The local unit lost 19 paisas from the previous closing of PKR 283.76 on June 30, as the market reopened after a bank holiday.
Currency dealers and analysts attributed the weakness in the rupee to higher dollar demand, particularly from importers and corporate entities settling payments at the start of the new fiscal year 2025-26. The interbank market witnessed increased volatility as traders adjusted to policy and tariff changes introduced in the federal budget.
The State Bank of Pakistan (SBP) had declared July 1, 2025, a bank holiday, which led to a backlog in foreign exchange transactions. This backlog, combined with the surge in dollar demand for new import orders, created temporary pressure on the rupee.
Experts noted that the release of fresh trade data by the Pakistan Bureau of Statistics (PBS) also influenced sentiment. The figures revealed that importers had delayed new shipments in anticipation of revised tariff structures, including the removal of regulatory and additional customs duties. These changes came into effect on July 1, resulting in a reshuffling of trade flows.

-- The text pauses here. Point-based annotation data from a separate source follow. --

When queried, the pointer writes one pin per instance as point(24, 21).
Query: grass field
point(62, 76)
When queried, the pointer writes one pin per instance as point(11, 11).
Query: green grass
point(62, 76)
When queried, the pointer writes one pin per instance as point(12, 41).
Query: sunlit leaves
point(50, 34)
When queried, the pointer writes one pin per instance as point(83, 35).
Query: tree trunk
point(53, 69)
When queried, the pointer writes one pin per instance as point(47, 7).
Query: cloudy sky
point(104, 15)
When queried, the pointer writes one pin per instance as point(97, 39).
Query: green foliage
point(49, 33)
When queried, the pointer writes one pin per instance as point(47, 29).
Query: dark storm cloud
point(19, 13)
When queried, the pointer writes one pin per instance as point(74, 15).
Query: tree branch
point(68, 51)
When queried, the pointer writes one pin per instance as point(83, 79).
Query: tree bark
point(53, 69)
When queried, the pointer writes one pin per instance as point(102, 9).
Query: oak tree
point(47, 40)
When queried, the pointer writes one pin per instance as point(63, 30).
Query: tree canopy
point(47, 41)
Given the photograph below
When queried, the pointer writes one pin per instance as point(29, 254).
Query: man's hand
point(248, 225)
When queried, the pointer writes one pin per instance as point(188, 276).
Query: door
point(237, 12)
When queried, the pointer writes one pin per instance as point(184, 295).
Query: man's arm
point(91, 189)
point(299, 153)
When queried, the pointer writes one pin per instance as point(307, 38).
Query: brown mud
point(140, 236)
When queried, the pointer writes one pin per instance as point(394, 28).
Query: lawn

Despite the day’s decline, market insiders expressed cautious optimism about the rupee’s near-term outlook. They pointed to potential inflows from workers’ remittances and export earnings that could help stabilize the local currency. “We expect the rupee to regain footing in the coming sessions as inward remittances and export receipts pick up,” one analyst said.
In June 2025, Pakistan’s import bill declined by 7.08%, falling to $4.87 billion from $5.24 billion in May. This reduction may ease some of the demand-side pressure on the dollar, thereby supporting the rupee in the interbank market going forward.
As the fiscal year unfolds, traders and investors will closely monitor the balance between supply and demand in the interbank market, as well as the SBP’s policy stance, to gauge the direction of the rupee-dollar exchange rate.